# VETASSES: Reference Letter Dilemma



## 1337 (Sep 2, 2017)

Dear Experts Members & Migration Agents,

I am in the process of completing formalities for VETASSES assessment for ANZSCO 222311 Financial Investment Adviser. I’d appreciate if you could advise on my query on the reference letters for work experience.

To give a brief background, I am currently debating whether I should file a Statutory Declaration or arrange a Reference Letter from a supervisor at Corporate and Investment Banking Division of a bank where I spent around 4 years. Given that I held three different positions within this division during the tenure as seen below, a fellow member of this forum advised to arrange individual reference letters from respective supervisors in the division. It is pertinent to note here that first two positions held have identical JDs, however I do not have any official evidence for change in title from first title to second title (there was a bank-wide change in titles). Due to this, a member advised to obtain a reference letter from HR at the bank, which is extremely difficult and time-consuming (plus HR might not confirm exact JD as the function is typically delegated to divisions).

1.	*10 months* Junior Analyst Research – CIBG
2.	*2 year 8 months* Senior Officer - Economy and Industry Research – CIBG
3.	*6 months	* Relationship Manager – CIBG
4 years 

To keep things simple and avoid excessive documentation I have been thinking of obtaining a single reference from a supervisor in this division citing the last position held, confirming JDs for merged position (#1 and #2) and position #3 separately. For instance, the language may be as follows:

_This is to certify that the person has been employed us from period x to y. The last position held by this person is RM- CIBG. During the period, he was required to serve a minimum of x hours per week

During the employment term, the positions held along with job duties are described below.

Junior Analyst/Senior Office - CIBG
Key job responsibilities during the tenor are:
1.
2.

RM- CIBG
Key job responsibilities during the tenor are:
1.
2.
_
*Dilemma*
Like most large organizations particularly banks, this bank has the rigid policy that employees should not issue HR related confirmatory letters. My concern is what if the HR at this bank refutes or holds the Issuer of reference letter accountable for policy breach in case VETASSES or DIBP approaches HR for authenticity/confirmation of details. An expert colleague who submitted a Statutory Declaration for his experience within this division and got a positive assessment also recommended me to file a single Statutory Declaration for this experience as well. While chances of verification by VETASSES/DIBP are slim, I just need to be sure. Advice requested!

I am facing a similar dilemma for Reference Letter from my current employer which is a bank as well.

Look forward!


----------



## 1337 (Sep 2, 2017)

*Bump


----------



## Initious (Oct 16, 2017)

Will the HR department be able to provide a consolidated statement detailing your entire tenure and the jobs performed? With regard to the stat dec, I recommend submitting both the reference letter and the stat dec to make your case even stronger.


----------



## 1337 (Sep 2, 2017)

Initious said:


> Will the HR department be able to provide a consolidated statement detailing your entire tenure and the jobs performed? With regard to the stat dec, I recommend submitting both the reference letter and the stat dec to make your case even stronger.

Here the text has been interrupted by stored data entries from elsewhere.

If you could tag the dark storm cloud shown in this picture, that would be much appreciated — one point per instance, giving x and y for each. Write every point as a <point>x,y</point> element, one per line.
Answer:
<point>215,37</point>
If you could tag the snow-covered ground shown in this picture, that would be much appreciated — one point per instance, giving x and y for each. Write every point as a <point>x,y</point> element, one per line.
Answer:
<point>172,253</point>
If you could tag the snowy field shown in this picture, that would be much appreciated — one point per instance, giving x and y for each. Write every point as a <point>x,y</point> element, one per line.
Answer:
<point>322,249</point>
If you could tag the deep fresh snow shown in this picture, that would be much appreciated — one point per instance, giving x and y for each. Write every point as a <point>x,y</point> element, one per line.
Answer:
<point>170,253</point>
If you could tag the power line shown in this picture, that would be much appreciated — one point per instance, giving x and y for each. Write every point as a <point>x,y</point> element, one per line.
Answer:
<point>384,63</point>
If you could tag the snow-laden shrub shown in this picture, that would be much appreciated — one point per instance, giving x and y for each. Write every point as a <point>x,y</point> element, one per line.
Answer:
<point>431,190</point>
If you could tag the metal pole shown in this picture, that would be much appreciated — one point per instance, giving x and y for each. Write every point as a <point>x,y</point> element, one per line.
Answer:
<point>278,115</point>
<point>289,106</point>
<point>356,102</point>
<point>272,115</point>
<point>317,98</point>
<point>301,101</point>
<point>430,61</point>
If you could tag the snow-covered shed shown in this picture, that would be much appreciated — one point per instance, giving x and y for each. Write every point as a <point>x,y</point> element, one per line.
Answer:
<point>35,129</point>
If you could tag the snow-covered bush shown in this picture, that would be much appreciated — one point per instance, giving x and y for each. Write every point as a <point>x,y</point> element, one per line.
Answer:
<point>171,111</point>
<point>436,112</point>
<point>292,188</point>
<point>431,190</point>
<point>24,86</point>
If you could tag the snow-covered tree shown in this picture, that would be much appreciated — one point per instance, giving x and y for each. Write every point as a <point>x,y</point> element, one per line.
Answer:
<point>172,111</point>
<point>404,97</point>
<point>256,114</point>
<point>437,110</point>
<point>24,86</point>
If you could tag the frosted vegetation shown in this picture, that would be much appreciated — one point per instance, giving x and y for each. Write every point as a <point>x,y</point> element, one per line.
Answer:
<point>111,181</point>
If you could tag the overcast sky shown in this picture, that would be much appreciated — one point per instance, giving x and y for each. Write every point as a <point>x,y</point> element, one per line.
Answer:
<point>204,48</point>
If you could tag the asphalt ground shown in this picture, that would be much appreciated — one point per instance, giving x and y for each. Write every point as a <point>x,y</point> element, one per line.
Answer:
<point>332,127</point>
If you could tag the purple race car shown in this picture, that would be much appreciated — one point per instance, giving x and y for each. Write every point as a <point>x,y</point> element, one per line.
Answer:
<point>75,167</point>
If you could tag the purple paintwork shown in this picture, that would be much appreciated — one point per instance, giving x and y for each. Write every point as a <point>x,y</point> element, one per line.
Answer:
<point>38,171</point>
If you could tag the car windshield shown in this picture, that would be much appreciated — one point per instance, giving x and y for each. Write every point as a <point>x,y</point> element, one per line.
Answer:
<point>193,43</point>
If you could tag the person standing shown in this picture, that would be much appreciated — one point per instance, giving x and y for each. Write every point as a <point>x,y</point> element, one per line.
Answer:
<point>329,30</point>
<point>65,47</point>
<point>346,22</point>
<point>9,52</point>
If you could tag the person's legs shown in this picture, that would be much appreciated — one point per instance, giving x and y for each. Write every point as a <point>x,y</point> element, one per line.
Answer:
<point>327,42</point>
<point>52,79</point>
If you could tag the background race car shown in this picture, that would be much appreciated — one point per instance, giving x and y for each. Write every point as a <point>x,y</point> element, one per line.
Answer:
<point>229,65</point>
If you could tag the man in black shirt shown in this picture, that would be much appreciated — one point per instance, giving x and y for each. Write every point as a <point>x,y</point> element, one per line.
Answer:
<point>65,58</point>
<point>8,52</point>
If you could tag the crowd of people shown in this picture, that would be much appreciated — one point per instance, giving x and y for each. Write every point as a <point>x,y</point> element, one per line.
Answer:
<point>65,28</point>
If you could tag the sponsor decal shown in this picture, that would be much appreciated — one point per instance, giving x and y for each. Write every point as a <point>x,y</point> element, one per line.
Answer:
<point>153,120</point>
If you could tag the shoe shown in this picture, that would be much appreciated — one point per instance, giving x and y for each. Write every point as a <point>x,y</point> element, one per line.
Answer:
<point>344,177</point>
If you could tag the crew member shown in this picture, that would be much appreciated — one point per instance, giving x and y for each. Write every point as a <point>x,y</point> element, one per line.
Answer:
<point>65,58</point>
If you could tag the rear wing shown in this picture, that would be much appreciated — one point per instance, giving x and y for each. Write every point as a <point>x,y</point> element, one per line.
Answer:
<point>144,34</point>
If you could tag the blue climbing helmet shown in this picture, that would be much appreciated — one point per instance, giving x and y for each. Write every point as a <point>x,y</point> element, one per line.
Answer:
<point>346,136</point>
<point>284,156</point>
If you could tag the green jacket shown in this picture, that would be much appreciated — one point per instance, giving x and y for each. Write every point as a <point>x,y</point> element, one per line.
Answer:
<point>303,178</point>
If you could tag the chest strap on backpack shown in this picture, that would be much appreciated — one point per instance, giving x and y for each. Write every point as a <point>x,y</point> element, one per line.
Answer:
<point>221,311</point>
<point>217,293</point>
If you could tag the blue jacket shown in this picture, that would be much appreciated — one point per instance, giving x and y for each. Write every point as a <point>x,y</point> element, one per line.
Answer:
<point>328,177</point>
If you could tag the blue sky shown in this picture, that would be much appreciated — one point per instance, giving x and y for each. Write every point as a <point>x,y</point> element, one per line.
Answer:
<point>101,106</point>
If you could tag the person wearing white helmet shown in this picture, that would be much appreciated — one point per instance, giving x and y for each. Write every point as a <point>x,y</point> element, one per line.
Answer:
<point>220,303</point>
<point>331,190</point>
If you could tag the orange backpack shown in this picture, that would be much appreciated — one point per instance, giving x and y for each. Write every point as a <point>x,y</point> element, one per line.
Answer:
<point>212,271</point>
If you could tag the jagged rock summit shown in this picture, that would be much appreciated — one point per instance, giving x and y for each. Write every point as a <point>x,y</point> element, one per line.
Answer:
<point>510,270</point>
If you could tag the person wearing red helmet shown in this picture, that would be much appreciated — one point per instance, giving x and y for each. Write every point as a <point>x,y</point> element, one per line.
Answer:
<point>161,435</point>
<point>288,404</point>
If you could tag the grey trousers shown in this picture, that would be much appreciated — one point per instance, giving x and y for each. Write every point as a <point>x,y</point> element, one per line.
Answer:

I can try getting a consolidated statement from HR but it may be difficult. Otherwise I will probably have to resort to Stat Dec only.


----------



## Initious (Oct 16, 2017)

1337 said:


> I can try getting a consolidated statement from HR but it may be difficult. Otherwise I will probably have to resort to Stat Dec only.


As always with stuff related to Australia migration, I can't be 100% sure but when I submitted my application to VETASSESS as a self-employed, my references, mostly big companies with >AUD 1 million in annual revenue, helped me a ton. Since you are an employee, the difficulty is almost halved as compared to mine. 

To quote my agent, "anyone can do a statutory declaration" and it is up to them to find out if you are speaking the truth or not. If you have to choose one, go with the references. I believe your HR department will be able to help out as it is part of their job, or you can offer to write it up and just let them print (on company letterhead) and sign on it. They will appreciate it! 

Another piece of advice if you are going to write the letter yourself is to make sure that it does not say "migration" or anything similar. Just a general letter detailing your job scope and such will do. I did that for mine upon advice from my agent.


----------



## 1337 (Sep 2, 2017)

A reference letter from HR will undoubtedly have more value. In my case, even if i am able to obtain a letter confirming the exact titles and corresponding dates, it would make a huge difference. I can then supplement it with Stat Dec with detailed JDs. The existing official experience letter available with me only mentions the last held position.


----------